According to the United Nations Educational, Scientific and Cultural Organisation (UNESCO), plastic debris causes the deaths of more than a million seabirds every year, as well as more than 100,000 marine mammals. At least 267 different species are known to have suffered from entanglement or ingestion of marine debris including seabirds, turtles, seals, sea lions, whales and fish.
Research has shown that much of the waste and plastics found at sea originates on land. “The effect of coastal littering and dumping is compounded by vectors such as rivers and storm drains discharging litter from inland urban areas,” says the UNEP report on plastic debris in the world’s ocean.
UNESCO posits that plastic materials and other litter can become concentrated in certain areas called “gyres” as a result of marine pollution gathered by oceanic currents. “There are now five gyres in our ocean. The North Pacific Gyre, known as the Great Pacific Garbage Patch, occupies a relatively stationary area that is twice the size of Texas.”
According to the UNEP report, “seven of the EU Member States plus Norway and Switzerland recover more than 80% of their used plastics. These countries adopt an integrated waste and resource management strategy to address each waste stream with the best options. However, waste and disposal remain an issue in most of the world.”

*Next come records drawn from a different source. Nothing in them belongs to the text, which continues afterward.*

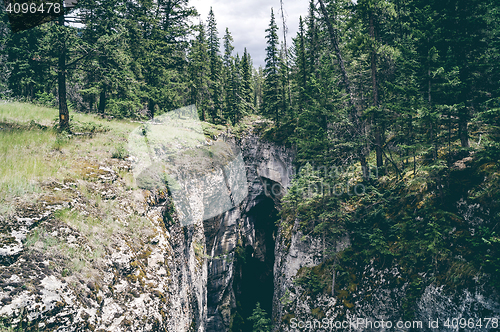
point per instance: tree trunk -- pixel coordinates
(151, 108)
(378, 134)
(102, 100)
(333, 38)
(61, 82)
(462, 127)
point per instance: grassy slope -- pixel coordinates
(31, 151)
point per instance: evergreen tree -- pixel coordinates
(199, 72)
(271, 94)
(246, 82)
(228, 65)
(260, 322)
(215, 84)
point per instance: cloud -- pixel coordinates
(248, 20)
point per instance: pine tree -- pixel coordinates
(199, 72)
(228, 65)
(246, 82)
(271, 95)
(215, 84)
(260, 322)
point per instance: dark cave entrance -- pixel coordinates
(254, 278)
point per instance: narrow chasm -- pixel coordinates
(254, 281)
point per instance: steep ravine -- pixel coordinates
(157, 275)
(241, 242)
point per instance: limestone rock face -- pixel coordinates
(114, 264)
(96, 254)
(269, 171)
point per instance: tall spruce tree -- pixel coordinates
(215, 63)
(271, 94)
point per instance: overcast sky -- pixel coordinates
(248, 20)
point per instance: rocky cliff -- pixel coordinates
(100, 254)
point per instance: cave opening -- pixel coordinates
(254, 278)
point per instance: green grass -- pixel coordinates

This brings us to Guyana, where our culture sadly is to use our roads, lands and rivers as the bins and receptacles for our plastic and other wastes. This is invariably contributing to the pollution of the oceans. While we have legislative sanctions against littering, they do not seem a formidable deterrent since littering continues unabated.
Thankfully, from an institutional level our leaders are pushing for Guyana to become a green economy. Part of the push entails the ban on the importation and use of Styrofoam in Guyana. Once we have exhausted our domestic supply of existing food boxes, plates and cups, etc, made of Styrofoam, it is expected that the ban will be fully implemented and we will have no choice but to use only environmentally safe bio-degradable alternatives. So, in the event, our litter culture does not change, at the very least those biodegradable alternatives will decay after a while.

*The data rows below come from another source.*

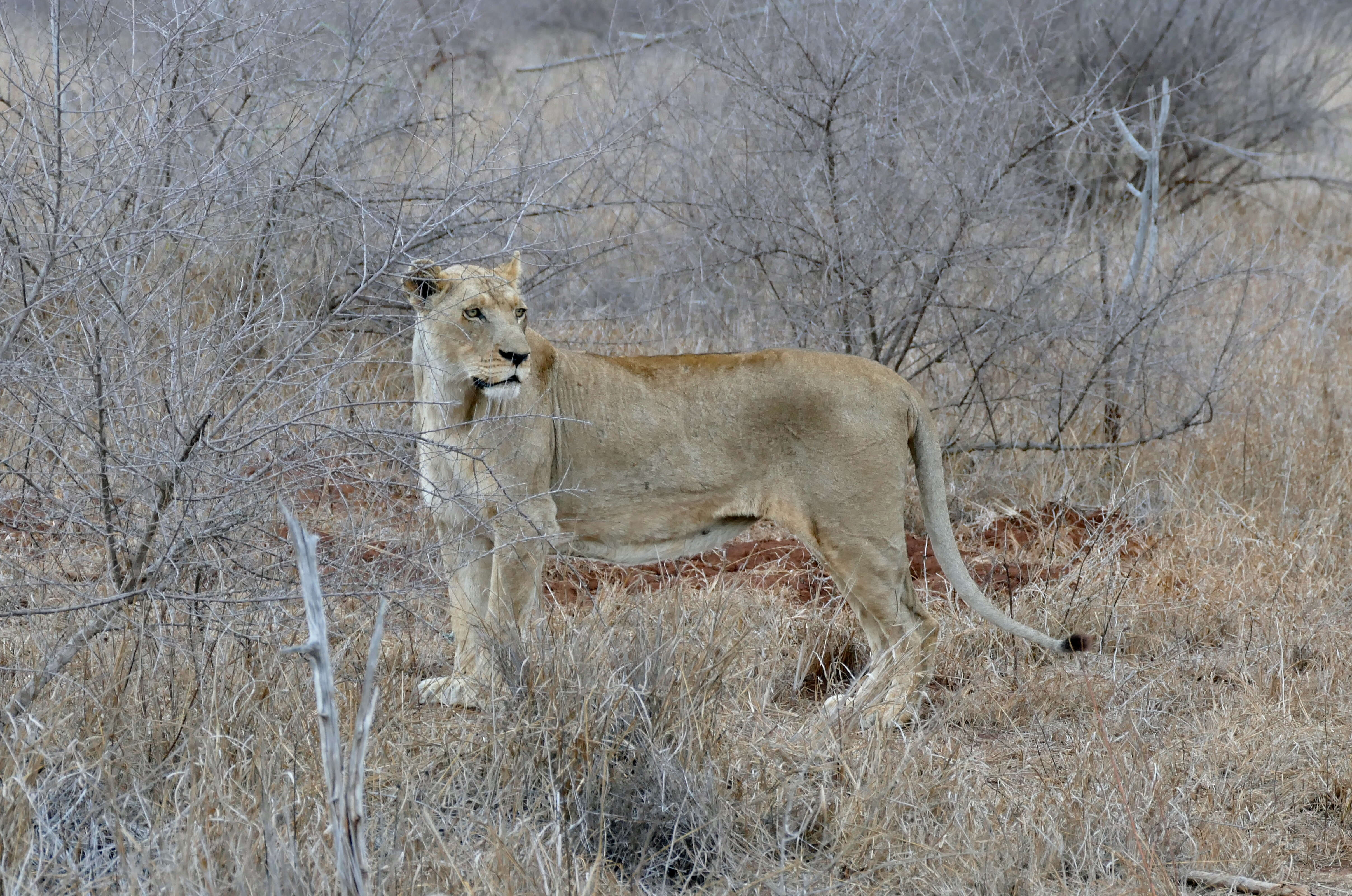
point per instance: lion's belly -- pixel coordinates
(621, 548)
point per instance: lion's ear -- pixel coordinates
(424, 282)
(510, 271)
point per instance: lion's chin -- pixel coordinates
(502, 391)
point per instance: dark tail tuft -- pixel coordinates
(1077, 642)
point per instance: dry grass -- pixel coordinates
(658, 743)
(655, 743)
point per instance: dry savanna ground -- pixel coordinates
(659, 738)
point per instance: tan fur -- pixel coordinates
(643, 459)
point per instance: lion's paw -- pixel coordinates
(452, 691)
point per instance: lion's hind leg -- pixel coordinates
(901, 634)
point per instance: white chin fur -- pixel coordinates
(502, 392)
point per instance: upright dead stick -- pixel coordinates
(343, 784)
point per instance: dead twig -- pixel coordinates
(344, 783)
(1238, 884)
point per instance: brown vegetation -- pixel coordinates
(199, 314)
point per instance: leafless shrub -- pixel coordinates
(201, 211)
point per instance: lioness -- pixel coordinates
(527, 448)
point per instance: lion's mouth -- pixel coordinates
(487, 384)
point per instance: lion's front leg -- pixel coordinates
(494, 595)
(468, 563)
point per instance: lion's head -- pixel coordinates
(473, 324)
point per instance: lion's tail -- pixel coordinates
(929, 474)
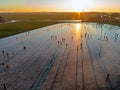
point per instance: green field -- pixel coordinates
(30, 21)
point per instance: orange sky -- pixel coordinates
(59, 5)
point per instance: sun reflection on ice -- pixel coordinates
(78, 29)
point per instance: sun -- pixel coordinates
(79, 5)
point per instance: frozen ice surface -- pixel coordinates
(53, 58)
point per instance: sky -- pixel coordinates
(59, 5)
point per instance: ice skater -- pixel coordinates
(77, 48)
(24, 47)
(81, 45)
(107, 77)
(4, 86)
(3, 52)
(72, 38)
(81, 36)
(66, 45)
(8, 55)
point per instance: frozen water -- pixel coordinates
(52, 58)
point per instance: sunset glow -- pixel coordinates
(59, 5)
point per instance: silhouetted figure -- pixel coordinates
(85, 35)
(90, 35)
(7, 55)
(4, 86)
(3, 52)
(66, 45)
(24, 47)
(81, 45)
(81, 36)
(7, 67)
(77, 48)
(72, 38)
(107, 77)
(55, 37)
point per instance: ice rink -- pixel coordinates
(64, 56)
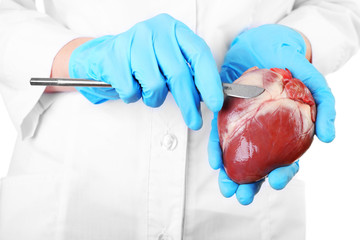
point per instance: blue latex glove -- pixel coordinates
(147, 61)
(270, 46)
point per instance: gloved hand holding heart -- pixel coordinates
(258, 135)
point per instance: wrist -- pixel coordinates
(60, 65)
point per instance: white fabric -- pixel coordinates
(117, 171)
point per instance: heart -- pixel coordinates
(269, 131)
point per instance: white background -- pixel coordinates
(330, 171)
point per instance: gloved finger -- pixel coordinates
(119, 72)
(145, 69)
(246, 192)
(280, 177)
(199, 56)
(214, 149)
(179, 79)
(227, 186)
(302, 69)
(98, 95)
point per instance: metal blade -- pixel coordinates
(242, 91)
(232, 90)
(67, 82)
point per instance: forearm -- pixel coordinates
(60, 66)
(332, 27)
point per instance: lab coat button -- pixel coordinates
(169, 142)
(164, 236)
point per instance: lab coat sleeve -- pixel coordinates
(333, 28)
(29, 40)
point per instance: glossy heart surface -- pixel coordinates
(271, 130)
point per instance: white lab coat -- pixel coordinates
(118, 171)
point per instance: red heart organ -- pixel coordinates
(272, 130)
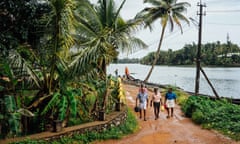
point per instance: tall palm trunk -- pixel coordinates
(156, 54)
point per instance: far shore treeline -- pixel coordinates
(212, 54)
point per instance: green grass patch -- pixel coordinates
(220, 115)
(128, 127)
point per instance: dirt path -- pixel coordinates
(176, 130)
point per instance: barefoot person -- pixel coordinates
(170, 100)
(156, 101)
(142, 98)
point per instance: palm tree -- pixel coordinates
(102, 33)
(169, 11)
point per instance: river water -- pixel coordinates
(226, 81)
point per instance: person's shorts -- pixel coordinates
(143, 106)
(170, 103)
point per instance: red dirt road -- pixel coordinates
(176, 130)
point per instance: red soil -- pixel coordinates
(176, 130)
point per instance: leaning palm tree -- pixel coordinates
(169, 11)
(104, 32)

The problem does not end there though: we have to start making a concerted effort to improve our environment and country by ensuring that other non-biodegradable waste products such as water bottles, other plastics, and aluminium products are safely disposed of and do not reach our ocean, becoming marine debris.
There are recycling plants in Guyana that recycle cardboard and paper; it is not clear whether we have plants that recycle plastics and rubber. In the final analysis, however, we incur clean-up and disposal costs, amounting to millions of dollars, a cost borne by the taxpaying public. It would, therefore, make sense for us to go the route of Norway and the EU member countries and “adopt an integrated waste and resource management strategy to address each waste stream with the best options”. Maybe this is an area that the Government can invest in via a Public-Private Partnership.